Ever since that phone call this am I have been a nervous wreck. I trust my triage skills, although I triaged so many people yesterday that I honestly cannot remember this particular patient at all. I know if I had seen or heard something on exam and interview I would have brought him straight back, even if I would have had to placed him in the hallway, which already had patients in it. A little bit ago the hospital left a message on my machine to meet with hospital lawyers on Thursday.

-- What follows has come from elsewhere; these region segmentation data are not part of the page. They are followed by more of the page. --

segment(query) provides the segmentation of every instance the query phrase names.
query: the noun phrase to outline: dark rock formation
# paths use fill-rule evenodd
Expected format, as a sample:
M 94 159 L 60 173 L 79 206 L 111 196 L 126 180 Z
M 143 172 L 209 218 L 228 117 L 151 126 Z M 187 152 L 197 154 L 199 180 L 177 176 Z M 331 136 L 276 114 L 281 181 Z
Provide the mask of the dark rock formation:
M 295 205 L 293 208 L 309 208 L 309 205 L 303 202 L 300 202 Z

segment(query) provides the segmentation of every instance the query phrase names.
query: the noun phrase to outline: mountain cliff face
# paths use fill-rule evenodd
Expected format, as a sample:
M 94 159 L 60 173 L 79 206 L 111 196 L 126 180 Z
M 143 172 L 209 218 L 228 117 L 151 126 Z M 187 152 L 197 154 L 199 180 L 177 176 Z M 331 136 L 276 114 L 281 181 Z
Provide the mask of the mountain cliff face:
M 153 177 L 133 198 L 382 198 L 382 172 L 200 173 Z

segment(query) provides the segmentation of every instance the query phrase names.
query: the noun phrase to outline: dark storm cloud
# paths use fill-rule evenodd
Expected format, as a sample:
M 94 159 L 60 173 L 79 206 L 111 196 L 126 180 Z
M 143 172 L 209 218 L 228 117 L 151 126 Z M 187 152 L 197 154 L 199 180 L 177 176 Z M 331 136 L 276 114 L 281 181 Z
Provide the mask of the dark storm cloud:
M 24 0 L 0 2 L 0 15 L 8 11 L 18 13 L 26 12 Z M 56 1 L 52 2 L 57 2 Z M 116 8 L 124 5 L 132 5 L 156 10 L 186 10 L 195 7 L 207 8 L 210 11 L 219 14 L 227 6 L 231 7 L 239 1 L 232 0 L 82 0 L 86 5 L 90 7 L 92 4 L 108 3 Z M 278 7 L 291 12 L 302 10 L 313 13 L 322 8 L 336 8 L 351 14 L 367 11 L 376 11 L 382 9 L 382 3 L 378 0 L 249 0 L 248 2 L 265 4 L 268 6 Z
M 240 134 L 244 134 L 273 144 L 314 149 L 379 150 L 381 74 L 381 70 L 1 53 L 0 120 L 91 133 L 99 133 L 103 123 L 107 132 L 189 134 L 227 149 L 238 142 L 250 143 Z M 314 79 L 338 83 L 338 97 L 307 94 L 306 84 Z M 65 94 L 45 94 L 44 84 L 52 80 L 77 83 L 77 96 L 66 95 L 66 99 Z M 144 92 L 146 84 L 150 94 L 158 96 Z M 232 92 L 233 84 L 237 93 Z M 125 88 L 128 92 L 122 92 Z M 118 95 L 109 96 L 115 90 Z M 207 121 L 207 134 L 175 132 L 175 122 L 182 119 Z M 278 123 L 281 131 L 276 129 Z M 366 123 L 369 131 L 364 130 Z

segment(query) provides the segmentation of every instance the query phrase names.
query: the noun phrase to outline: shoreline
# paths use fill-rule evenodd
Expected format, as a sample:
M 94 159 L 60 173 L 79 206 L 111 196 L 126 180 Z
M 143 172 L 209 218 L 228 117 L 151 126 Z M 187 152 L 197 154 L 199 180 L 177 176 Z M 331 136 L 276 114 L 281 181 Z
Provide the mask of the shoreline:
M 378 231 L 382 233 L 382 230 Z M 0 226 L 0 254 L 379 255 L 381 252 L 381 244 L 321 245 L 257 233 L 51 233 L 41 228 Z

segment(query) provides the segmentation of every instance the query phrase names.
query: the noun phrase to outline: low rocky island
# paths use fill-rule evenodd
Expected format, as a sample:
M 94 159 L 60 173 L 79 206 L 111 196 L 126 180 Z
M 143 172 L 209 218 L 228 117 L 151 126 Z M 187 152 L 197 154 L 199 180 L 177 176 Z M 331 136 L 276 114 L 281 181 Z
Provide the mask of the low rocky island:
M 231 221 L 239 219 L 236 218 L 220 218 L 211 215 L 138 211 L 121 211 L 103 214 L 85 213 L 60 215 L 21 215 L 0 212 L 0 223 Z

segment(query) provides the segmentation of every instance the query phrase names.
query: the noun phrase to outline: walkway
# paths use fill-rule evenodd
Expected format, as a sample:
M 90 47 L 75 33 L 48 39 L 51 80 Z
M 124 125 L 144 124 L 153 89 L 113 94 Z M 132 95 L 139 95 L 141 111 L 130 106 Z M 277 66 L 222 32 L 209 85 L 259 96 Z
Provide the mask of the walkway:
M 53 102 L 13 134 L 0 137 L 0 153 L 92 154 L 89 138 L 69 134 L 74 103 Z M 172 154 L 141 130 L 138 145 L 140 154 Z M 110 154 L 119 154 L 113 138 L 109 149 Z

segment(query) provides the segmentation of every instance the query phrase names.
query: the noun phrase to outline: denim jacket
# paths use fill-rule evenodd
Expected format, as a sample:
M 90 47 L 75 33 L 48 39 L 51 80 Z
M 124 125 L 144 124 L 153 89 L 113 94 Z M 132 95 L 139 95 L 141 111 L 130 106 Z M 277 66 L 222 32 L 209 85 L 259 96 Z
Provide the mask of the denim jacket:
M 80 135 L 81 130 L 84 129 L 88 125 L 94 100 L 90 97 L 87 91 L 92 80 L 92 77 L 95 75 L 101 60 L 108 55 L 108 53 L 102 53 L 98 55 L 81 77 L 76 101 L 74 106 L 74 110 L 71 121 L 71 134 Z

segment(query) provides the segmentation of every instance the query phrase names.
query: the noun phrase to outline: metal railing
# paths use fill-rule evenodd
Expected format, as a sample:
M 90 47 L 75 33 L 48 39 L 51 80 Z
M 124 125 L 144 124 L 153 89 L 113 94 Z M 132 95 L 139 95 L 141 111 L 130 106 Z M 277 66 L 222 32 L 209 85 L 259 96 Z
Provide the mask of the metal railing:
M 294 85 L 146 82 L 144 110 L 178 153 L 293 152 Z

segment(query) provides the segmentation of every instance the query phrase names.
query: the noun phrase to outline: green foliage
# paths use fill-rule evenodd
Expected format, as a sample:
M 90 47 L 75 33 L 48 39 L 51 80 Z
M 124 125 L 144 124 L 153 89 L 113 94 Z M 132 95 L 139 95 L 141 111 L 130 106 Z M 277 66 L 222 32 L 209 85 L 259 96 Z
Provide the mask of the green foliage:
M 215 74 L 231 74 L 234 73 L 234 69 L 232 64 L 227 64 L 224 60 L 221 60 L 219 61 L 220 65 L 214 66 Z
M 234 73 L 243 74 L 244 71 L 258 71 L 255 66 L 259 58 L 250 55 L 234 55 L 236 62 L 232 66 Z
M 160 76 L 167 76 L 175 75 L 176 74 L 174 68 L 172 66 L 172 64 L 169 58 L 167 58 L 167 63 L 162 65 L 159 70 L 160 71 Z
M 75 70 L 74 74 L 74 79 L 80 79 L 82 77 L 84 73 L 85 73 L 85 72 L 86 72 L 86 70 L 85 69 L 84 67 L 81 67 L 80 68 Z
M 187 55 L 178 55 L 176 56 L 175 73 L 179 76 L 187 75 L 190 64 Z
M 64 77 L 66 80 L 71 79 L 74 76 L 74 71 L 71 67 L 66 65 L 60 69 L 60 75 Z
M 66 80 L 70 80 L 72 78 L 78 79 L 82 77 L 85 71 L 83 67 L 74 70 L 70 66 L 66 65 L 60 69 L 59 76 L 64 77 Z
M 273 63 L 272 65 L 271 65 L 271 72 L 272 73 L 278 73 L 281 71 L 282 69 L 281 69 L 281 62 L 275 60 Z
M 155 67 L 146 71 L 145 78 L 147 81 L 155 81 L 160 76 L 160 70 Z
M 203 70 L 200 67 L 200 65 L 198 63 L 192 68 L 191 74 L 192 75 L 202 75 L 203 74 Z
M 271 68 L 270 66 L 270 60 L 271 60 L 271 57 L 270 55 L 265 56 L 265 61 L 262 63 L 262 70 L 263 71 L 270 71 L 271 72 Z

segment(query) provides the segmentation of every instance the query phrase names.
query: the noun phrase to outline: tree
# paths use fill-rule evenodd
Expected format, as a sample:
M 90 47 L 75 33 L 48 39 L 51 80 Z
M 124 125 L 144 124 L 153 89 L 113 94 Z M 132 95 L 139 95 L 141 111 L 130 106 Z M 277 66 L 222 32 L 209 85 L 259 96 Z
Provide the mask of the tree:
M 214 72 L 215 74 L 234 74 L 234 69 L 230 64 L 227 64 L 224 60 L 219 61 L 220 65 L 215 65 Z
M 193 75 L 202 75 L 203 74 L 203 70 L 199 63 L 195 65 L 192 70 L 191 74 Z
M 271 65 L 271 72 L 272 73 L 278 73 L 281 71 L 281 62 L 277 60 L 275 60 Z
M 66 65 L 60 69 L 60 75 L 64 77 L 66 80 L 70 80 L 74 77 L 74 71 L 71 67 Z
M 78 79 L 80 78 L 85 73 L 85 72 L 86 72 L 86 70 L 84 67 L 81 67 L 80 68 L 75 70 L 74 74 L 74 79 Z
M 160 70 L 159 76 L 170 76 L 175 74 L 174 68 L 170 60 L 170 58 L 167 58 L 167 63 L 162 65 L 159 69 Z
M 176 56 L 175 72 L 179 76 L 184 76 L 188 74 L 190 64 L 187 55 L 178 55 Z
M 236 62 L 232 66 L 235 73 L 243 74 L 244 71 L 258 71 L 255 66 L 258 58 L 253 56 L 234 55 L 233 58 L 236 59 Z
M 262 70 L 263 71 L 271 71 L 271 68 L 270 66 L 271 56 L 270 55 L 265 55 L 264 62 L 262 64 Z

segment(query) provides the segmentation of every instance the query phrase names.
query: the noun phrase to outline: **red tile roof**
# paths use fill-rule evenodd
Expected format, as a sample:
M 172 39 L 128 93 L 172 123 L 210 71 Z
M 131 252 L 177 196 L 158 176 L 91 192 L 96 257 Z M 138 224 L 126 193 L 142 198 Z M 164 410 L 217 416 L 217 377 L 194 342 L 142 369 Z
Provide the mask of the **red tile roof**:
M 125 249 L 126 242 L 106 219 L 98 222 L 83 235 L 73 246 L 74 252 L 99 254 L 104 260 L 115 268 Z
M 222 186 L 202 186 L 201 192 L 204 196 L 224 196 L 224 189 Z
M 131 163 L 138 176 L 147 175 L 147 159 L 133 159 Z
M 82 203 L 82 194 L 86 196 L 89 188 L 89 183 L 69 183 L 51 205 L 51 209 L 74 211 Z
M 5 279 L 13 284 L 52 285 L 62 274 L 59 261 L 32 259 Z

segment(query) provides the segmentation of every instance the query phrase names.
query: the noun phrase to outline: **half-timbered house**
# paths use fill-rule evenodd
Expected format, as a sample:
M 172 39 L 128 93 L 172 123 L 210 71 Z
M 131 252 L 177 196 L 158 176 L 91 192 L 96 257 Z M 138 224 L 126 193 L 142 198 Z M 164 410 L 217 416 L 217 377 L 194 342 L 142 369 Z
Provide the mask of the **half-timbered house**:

I am completely freaking out. What if I missed something,
will I ever be able to triage again without being scared of missing something? I realize we can't have a crystal ball to look in to see who has death lurking over their shoulder, but I still feel awful. Has this ever happened to anyone else? How do you go on without constantly second guessing yourself? Any respones will greatly be appreciated, as I am currently breaking out in one giant zit and getting a giant migraine from the stress. :stone :o
I read posts like this and thank my lucky stars that the two times recently someone came in with vague, 2 week old sx, we had room and they went back right away. Both were mid 50's. One was a discecting AAA, the one last night was an acute MI that went from being 7/10 pain to 1/10 with 1 NTG. He was talking to his wife when his eyes rolled back and he started going towards the light. One good thump, one shock and LIDO and he came around.

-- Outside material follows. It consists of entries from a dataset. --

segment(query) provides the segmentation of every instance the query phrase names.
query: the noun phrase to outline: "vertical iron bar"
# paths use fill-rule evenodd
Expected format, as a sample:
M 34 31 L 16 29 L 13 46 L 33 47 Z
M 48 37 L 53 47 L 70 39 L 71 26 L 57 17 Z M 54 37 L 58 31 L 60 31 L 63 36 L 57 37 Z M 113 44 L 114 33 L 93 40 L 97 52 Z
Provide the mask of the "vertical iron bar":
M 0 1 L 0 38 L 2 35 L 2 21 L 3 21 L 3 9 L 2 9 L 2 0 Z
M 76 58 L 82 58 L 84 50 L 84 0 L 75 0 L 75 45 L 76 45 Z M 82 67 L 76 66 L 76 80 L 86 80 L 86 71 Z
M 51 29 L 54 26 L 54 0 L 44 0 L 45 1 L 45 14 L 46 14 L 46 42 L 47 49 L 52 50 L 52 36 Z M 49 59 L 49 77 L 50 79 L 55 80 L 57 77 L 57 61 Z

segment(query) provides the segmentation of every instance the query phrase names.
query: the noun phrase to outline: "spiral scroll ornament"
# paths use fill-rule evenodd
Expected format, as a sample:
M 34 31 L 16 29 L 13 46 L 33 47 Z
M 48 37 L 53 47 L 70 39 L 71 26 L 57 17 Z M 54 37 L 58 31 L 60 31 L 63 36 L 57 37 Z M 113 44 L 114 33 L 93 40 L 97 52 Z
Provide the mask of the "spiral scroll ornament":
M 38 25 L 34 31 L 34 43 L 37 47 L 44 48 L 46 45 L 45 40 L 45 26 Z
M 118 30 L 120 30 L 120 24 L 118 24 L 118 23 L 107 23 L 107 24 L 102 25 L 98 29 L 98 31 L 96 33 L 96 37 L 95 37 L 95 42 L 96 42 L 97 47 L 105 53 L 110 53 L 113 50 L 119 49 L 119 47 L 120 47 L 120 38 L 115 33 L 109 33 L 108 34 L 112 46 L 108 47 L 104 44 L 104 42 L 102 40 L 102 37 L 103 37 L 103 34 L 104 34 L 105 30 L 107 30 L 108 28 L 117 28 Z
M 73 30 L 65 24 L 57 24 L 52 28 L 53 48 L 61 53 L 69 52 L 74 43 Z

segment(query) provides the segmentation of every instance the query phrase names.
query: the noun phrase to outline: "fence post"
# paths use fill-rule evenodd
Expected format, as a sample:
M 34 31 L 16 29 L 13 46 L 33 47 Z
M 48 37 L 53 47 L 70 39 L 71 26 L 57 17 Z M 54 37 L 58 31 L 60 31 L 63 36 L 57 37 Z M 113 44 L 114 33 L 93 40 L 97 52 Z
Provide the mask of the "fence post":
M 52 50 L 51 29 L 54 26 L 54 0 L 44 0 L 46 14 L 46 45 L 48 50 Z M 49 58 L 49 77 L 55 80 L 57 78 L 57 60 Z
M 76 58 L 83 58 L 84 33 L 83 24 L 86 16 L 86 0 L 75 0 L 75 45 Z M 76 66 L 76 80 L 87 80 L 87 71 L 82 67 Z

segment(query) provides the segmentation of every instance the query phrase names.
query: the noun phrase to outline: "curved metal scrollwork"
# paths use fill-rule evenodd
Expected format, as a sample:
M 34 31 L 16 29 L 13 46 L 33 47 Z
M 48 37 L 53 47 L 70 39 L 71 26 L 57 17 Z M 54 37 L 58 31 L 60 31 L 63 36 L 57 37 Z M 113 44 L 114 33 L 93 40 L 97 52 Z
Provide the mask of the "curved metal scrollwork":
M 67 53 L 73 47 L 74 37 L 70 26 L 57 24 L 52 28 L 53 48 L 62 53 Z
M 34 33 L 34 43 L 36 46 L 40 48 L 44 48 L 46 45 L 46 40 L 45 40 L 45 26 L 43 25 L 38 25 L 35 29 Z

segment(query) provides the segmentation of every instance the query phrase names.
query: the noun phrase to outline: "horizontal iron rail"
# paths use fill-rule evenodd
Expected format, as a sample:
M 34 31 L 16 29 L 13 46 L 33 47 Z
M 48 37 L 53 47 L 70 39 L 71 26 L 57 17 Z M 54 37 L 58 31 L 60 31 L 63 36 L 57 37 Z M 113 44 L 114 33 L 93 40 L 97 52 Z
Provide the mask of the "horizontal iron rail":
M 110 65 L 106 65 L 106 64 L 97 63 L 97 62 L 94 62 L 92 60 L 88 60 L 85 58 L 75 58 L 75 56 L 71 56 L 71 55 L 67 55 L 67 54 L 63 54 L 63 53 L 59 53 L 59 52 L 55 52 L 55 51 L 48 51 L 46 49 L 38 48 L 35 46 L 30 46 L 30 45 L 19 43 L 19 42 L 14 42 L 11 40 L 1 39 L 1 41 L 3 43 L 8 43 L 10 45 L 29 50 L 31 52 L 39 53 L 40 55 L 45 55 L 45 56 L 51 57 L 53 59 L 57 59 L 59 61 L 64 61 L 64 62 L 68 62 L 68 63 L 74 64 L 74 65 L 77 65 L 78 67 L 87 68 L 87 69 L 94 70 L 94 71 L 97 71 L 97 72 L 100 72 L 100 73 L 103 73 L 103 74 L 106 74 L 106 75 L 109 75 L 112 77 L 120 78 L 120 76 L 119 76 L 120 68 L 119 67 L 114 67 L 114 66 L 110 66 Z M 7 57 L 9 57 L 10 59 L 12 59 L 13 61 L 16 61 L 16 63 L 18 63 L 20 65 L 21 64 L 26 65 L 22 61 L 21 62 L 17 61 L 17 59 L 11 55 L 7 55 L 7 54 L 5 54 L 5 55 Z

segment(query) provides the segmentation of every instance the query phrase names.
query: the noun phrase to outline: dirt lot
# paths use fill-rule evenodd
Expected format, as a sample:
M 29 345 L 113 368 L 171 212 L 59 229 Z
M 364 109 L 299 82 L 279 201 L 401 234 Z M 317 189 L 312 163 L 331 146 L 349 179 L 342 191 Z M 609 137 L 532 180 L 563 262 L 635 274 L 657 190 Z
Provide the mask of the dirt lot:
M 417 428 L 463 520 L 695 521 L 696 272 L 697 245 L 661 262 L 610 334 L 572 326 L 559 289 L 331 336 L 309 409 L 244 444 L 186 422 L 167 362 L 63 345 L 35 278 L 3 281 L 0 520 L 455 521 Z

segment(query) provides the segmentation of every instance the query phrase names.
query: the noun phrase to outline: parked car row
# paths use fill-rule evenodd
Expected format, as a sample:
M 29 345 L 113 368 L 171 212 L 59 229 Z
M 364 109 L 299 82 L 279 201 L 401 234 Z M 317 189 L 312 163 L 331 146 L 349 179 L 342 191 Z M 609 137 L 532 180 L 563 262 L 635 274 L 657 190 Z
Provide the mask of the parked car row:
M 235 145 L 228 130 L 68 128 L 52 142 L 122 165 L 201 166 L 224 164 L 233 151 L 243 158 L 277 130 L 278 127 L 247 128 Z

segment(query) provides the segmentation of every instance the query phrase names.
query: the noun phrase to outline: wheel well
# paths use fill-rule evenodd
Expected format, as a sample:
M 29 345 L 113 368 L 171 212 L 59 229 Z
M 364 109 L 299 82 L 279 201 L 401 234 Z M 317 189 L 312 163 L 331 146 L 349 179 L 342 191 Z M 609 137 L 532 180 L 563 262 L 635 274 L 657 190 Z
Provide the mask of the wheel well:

Both presented to triage with vague pains off/on for as while. Neither had any risk factors. If we had been busy, both would have probably coded in the waiting room.
Like many posters have said. We do not have a crystal ball. We use our knowledge and experience and make the best decision, based on the information that is given to us by the historian (pt or family member). We have to drag the info out of many of them, and when we decide they can wait, nothing bad happens to them. It is a fact, but , sometimes one will slip through that should have gone back earlier.
Don't beat yourself up over this. If you were not capable of doing the job, you would not be there. Just look at the chart, and perhaps that will help you remember. Tell only what you remember, do not let them put words inyour mouth.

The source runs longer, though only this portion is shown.